I know atheros is the go to choice for all things wifi with FreeBSD. Can someone recommend a card that supports 802.11 a/b/g/n that works well with FreeBSD? Having an operational range of at least 600Mbps would be a massive advantage.

I'm not fussed if it is a mini pcie card or pcie x1 as I should be able to get a mini pcie to pcie x1 adapter if I need to.

With so many atheros cards out there it is hard to know which is better.

Thanks in advance for your help.


----------



## jb_fvwm2 (Aug 17, 2017)

See the thread, " Which brand of wireless USB adapter..." in the Peripheral Hardware subforum, maybe.  [ post 12 ... ]


----------



## shepper (Aug 18, 2017)

Is this a commercial grade project or a home-use experiment?

I'm not sure that any ath(4), ral(4) or any of the intel based chips will reach 600Mbps in FreeBSD at this time.  This may be the reason that you are getting recommendations for a dedicated Access Point.  Most of the devices that came up in a web search with 600Mbps wireless Access point were commercial grade and priced accordingly.

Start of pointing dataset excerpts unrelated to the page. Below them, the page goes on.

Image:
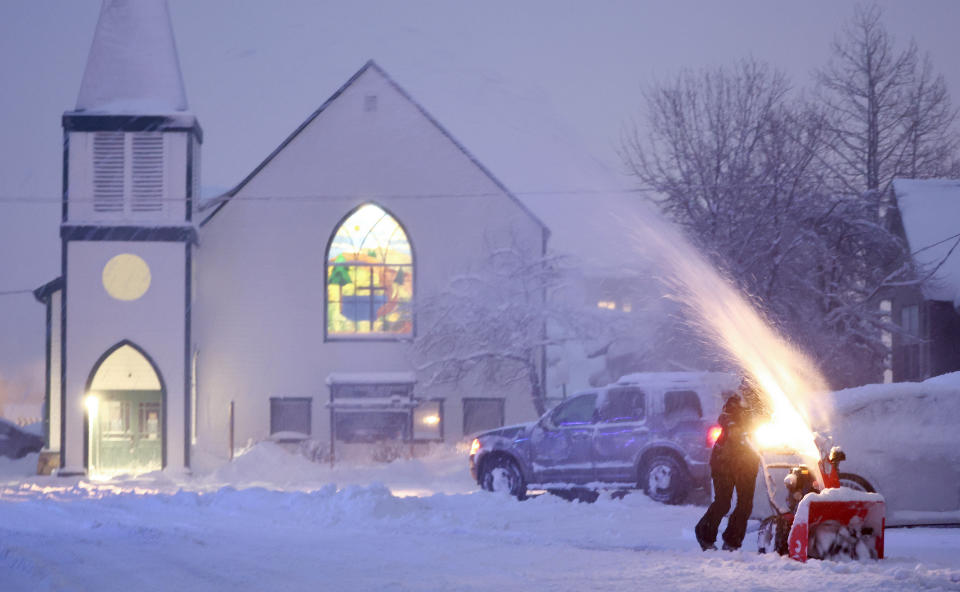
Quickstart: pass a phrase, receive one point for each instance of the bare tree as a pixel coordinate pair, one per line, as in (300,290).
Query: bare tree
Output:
(738,164)
(494,322)
(888,113)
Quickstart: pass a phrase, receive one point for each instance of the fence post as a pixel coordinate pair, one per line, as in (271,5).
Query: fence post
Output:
(231,430)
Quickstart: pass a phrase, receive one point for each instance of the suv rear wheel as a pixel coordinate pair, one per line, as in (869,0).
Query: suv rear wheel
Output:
(665,479)
(503,474)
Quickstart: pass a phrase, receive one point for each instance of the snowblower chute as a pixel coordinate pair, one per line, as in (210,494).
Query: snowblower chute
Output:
(830,523)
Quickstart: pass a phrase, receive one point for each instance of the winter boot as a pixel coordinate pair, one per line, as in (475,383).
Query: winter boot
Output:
(701,539)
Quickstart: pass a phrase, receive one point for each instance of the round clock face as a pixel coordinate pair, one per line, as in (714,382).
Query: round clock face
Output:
(126,277)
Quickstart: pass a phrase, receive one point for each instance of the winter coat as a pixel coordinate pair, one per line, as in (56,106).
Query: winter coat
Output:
(733,449)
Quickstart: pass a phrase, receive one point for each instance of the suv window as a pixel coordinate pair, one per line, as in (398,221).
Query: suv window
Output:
(681,406)
(622,404)
(576,411)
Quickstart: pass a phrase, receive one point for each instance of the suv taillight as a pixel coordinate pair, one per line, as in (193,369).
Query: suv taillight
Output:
(713,434)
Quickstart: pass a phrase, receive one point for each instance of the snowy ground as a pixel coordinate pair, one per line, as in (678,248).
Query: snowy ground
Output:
(274,521)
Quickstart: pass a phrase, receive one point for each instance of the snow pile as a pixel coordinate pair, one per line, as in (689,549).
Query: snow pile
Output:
(930,209)
(78,535)
(267,464)
(903,439)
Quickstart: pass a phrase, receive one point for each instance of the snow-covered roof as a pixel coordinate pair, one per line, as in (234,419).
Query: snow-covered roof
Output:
(930,209)
(372,378)
(133,66)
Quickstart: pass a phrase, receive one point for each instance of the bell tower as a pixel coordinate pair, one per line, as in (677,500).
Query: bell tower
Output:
(130,177)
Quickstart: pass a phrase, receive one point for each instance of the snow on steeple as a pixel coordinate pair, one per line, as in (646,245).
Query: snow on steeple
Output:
(133,65)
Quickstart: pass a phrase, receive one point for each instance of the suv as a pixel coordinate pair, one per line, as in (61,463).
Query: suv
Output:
(650,430)
(16,442)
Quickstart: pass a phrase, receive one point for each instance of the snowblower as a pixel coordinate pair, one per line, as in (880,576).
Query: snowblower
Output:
(831,522)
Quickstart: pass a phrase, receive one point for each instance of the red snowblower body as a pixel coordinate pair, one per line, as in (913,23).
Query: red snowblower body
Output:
(832,522)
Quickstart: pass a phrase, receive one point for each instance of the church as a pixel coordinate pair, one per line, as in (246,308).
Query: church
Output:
(181,329)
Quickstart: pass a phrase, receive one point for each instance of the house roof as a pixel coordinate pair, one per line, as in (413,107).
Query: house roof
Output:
(43,293)
(133,66)
(221,201)
(930,210)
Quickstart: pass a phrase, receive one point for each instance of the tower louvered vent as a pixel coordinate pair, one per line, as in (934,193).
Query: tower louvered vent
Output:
(146,176)
(108,171)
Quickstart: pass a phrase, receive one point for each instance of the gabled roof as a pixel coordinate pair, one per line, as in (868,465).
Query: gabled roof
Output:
(370,65)
(133,65)
(930,211)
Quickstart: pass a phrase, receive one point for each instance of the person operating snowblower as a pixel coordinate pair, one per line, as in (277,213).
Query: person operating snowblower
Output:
(734,464)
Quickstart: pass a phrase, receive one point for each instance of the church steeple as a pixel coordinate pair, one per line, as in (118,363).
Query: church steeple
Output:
(132,148)
(133,65)
(131,164)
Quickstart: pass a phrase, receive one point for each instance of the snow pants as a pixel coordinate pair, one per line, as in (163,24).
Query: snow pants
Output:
(741,476)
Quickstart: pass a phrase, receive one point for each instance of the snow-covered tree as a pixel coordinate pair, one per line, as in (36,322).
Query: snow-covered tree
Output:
(733,160)
(499,321)
(888,113)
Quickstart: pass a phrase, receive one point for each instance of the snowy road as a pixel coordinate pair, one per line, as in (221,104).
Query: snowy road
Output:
(77,535)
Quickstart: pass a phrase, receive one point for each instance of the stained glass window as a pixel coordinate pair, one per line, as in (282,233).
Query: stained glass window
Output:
(369,277)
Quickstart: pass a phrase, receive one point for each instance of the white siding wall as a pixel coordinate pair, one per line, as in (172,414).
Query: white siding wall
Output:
(96,322)
(260,318)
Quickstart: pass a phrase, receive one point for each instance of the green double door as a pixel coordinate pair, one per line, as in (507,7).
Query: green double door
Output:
(127,434)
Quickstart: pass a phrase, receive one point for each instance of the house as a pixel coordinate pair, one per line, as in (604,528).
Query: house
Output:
(285,308)
(927,308)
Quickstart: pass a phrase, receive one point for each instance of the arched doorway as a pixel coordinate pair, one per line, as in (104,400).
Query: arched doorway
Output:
(125,411)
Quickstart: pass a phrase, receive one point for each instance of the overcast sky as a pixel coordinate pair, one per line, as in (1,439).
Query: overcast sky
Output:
(528,87)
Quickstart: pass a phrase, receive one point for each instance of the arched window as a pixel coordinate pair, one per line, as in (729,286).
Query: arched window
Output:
(369,277)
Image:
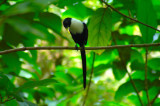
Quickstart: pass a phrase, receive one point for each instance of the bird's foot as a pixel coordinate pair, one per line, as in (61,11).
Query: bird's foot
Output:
(76,47)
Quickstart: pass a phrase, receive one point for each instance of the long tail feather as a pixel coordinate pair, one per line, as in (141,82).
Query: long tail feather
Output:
(83,56)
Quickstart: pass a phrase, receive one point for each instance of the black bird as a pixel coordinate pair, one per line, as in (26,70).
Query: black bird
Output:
(79,32)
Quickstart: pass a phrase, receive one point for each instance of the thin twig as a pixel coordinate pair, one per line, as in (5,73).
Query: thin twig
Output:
(128,16)
(73,48)
(146,81)
(153,100)
(90,79)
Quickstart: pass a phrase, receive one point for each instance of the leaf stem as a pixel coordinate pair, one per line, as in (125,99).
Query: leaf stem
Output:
(90,80)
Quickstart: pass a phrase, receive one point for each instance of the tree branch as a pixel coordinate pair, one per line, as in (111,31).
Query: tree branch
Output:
(73,48)
(85,98)
(128,16)
(146,81)
(153,100)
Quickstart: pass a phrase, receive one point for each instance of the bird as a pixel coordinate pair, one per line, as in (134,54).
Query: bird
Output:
(79,33)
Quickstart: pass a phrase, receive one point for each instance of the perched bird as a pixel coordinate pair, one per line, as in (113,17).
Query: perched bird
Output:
(79,32)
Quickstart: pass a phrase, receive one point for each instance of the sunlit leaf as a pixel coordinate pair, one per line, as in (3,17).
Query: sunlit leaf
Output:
(127,88)
(32,84)
(51,20)
(27,6)
(99,27)
(78,11)
(147,15)
(154,63)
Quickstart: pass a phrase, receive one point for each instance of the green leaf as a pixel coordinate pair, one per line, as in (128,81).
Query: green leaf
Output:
(62,3)
(11,36)
(51,20)
(112,103)
(147,15)
(99,27)
(134,99)
(27,6)
(11,63)
(154,63)
(29,30)
(64,77)
(32,84)
(127,88)
(78,11)
(119,70)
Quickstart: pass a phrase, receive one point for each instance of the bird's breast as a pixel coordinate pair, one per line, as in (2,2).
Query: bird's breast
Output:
(76,28)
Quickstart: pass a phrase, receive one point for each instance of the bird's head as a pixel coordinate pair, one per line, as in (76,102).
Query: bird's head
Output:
(67,22)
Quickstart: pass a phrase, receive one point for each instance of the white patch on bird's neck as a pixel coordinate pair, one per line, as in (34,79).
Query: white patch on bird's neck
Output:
(76,26)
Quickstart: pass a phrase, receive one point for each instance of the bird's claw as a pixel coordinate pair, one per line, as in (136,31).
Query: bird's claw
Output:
(76,47)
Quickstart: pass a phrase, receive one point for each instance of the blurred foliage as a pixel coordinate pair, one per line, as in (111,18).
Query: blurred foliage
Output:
(54,77)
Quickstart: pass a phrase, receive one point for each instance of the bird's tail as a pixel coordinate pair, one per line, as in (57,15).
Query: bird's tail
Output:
(83,56)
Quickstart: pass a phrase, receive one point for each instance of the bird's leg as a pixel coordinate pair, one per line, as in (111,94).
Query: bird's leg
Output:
(76,47)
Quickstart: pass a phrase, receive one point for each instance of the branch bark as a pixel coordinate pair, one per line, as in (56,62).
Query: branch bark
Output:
(73,48)
(146,81)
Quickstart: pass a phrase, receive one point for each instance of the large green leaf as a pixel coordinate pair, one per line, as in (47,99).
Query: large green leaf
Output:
(99,27)
(51,20)
(62,3)
(127,88)
(78,11)
(29,30)
(147,15)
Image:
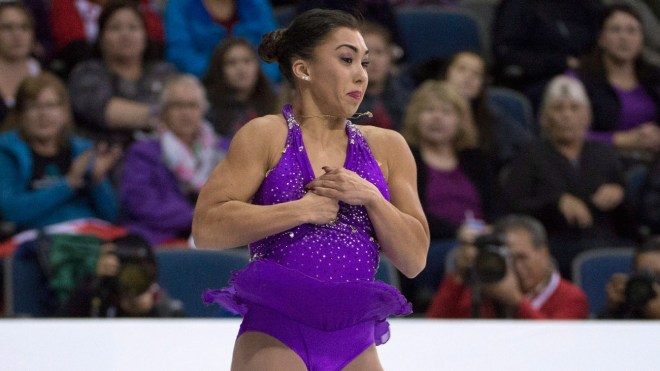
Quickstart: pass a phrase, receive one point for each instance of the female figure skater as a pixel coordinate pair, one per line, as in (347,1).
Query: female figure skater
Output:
(316,199)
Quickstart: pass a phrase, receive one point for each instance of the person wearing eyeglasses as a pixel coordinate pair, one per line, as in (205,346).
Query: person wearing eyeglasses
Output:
(49,174)
(162,177)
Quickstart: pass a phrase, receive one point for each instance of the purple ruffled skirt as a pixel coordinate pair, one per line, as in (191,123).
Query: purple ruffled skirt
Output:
(327,306)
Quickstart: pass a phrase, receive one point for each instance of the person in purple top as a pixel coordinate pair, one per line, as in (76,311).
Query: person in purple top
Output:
(162,177)
(317,199)
(624,89)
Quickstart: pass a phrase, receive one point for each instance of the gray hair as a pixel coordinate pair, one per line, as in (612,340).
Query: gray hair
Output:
(185,79)
(525,222)
(564,87)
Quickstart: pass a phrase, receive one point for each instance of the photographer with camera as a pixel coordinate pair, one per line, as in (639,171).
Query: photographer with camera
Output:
(636,296)
(124,284)
(507,274)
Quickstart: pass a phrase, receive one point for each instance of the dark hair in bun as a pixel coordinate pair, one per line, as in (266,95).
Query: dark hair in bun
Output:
(304,33)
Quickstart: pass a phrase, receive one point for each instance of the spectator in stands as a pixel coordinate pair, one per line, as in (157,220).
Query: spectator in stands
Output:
(238,89)
(500,135)
(43,48)
(50,175)
(572,185)
(195,27)
(16,42)
(535,40)
(637,295)
(162,177)
(625,91)
(649,13)
(531,287)
(116,93)
(376,11)
(623,87)
(125,284)
(453,176)
(389,91)
(75,28)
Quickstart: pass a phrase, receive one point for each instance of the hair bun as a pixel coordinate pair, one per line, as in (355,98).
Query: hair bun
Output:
(270,46)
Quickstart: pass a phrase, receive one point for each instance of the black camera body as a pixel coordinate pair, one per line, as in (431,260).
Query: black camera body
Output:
(639,289)
(490,264)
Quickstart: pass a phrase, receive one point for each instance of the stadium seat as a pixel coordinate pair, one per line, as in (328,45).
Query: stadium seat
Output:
(26,292)
(592,270)
(515,104)
(434,32)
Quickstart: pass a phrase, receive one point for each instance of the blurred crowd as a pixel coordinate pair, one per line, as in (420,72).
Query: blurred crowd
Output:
(118,111)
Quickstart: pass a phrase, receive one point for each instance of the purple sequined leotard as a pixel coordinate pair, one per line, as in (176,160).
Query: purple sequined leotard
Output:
(312,287)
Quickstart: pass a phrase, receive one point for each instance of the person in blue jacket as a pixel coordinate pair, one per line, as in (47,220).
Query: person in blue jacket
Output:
(50,175)
(194,27)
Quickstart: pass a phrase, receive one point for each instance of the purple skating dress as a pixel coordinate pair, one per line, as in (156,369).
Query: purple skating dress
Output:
(321,276)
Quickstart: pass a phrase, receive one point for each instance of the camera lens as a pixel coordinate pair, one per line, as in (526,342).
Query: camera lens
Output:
(490,265)
(639,290)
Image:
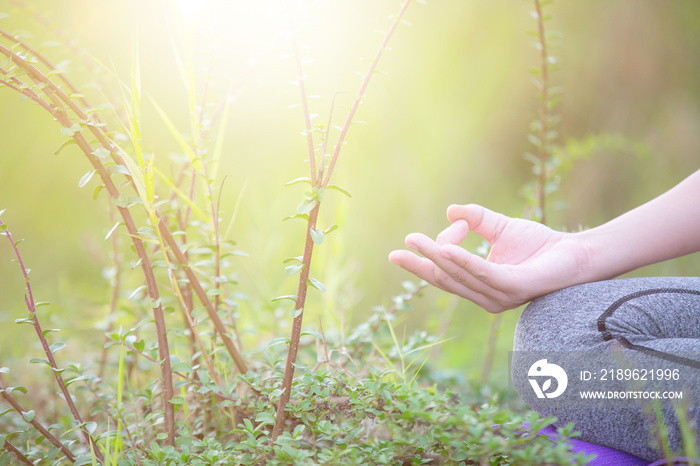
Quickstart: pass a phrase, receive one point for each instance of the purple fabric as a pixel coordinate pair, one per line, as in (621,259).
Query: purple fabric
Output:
(604,456)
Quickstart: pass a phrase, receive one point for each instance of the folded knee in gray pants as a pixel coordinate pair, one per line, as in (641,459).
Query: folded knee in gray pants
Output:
(633,343)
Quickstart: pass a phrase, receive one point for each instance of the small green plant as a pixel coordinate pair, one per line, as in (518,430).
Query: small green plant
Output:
(173,383)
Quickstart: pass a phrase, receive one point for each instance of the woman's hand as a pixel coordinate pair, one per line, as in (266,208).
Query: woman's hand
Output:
(527,259)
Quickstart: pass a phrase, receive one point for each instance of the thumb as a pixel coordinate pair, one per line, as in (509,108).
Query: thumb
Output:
(482,221)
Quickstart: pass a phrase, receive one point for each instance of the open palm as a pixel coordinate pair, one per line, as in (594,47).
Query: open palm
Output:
(527,259)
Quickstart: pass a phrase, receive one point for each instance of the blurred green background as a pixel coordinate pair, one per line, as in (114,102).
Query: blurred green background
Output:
(446,124)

This Netis device is significantly cheaper and would just subnet off an RJ-45.


----------



## Mutant (Aug 18, 2017)

Its primary use will be home use.

After looking at the supported devices list I came across the Intel AC-7265 https://www.freebsd.org/cgi/man.cgi?query=iwm&sektion=4&manpath=freebsd-release-ports .

I do however have one question regardless of if I go with USB or a PCI Express card, are the driver packages something I will have to download and install separate? 

If so would someone be able to give me a pointer on how as my knowledge of doing things via ssh is somewhat limited.


----------



## Phishfry (Aug 19, 2017)

Mutant said:


> Having an operational range of at least 600Mbps would be a massive advantage.


I don't see where you got 600 megabit/sec. The most I have ever seen for 802.11n is 3x MIMO= 450 megabit/sec

I have an APU3 which I am using as an FreeBSD Wireless Access Point.
The speed I am seeing is dramatically less. The reasons using FreeBSD for an AccessPoint is not speed.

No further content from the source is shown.